Quantity of Soldiers—not Quality of Their Aim—Won Battles

Question

British toy soldiers

Why did armies, during the American Revolution and at other times, fight with lines of men standing near each other? Why did they not simply fight from behind cover?

Answer

The use of linear formations in European army infantries was one element of what military historians have called the "Military Revolution," though they have disagreed on the period within early modern history—the Hundred Years' War (1337–1453), 1550–1660, or 1660–1720—during which the tactic became most significant.

In linear formations, infantry troops, armed beginning in the late 17th century with bayoneted flintlock muskets, marched in columns until they were ordered by commanders to form lines, usually three-to-five men in depth, and charge enemy targets while firing in unison. The tactic did not require skilled marksmanship or out-of-the-ordinary heroics, but relied instead on well-drilled and disciplined soldiers delivering massive amounts of firepower.

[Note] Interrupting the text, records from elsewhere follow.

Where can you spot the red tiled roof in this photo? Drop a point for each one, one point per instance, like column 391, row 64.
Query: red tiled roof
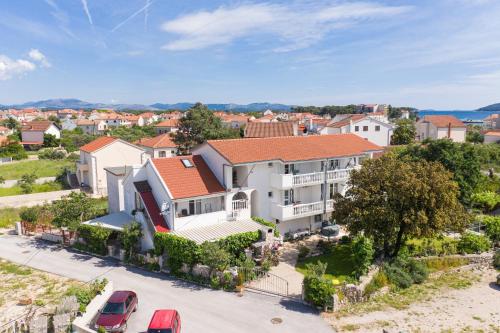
column 267, row 130
column 168, row 123
column 160, row 141
column 36, row 126
column 97, row 144
column 347, row 121
column 185, row 182
column 444, row 121
column 292, row 148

Line charges, especially when accompanied by artillery fire that arrived at enemy lines just as the advancing soldiers came into firing range, could be decisive in battle. Defending armies, arranged in similarly cohesive lines, could respond with corresponding volleys of ammunition and fend off larger forces. Army size was greatly increased due to the institutionalization of linear formations within a framework of centralized bureaucratic organization, as was the impact of the military on societies.

Historian Guy Chet has discredited a popular "Americanization thesis" that attributed colonists in militias during the late 17th and early 18th centuries with adopting guerrilla warfare tactics learned in battles with Indians as more appropriate than linear formations for fighting in wilderness terrains. Chet finds a lack of evidence for the claim and maintains that contrary to popular belief, the initial victories of American forces in the first battles of the War of Independence were not due to so-called American tactics, but from the failure of the British forces to adhere to established tactics and strategies.

While guerrilla warfare did break out in the backcountry of the South during the final year of the Revolutionary War, both sides for the most part engaged in battles fought according to tactics developed during the Military Revolution.

Bibliography

Clifford J. Rogers, ed., The Military Revolution Debate: Readings on the Military Transformation of Early Modern Europe. Boulder: Westview Press, 1995.

Jeremy Black, European Warfare, 1660–1815. New Haven: Yale University Press, 1994.

Guy Chet, Conquering the American Wilderness: The Triumph of European Warfare in the Colonial Northeast. Amherst and Boston: University of Massachusetts Press, 2003.

About the Author

Historian Alan Gevinson is an author and professor. His PhD is from Johns Hopkins University and he has taught history there and at George Mason University. Alan specializes in American cultural history, media history, film history, and other forms of popular culture.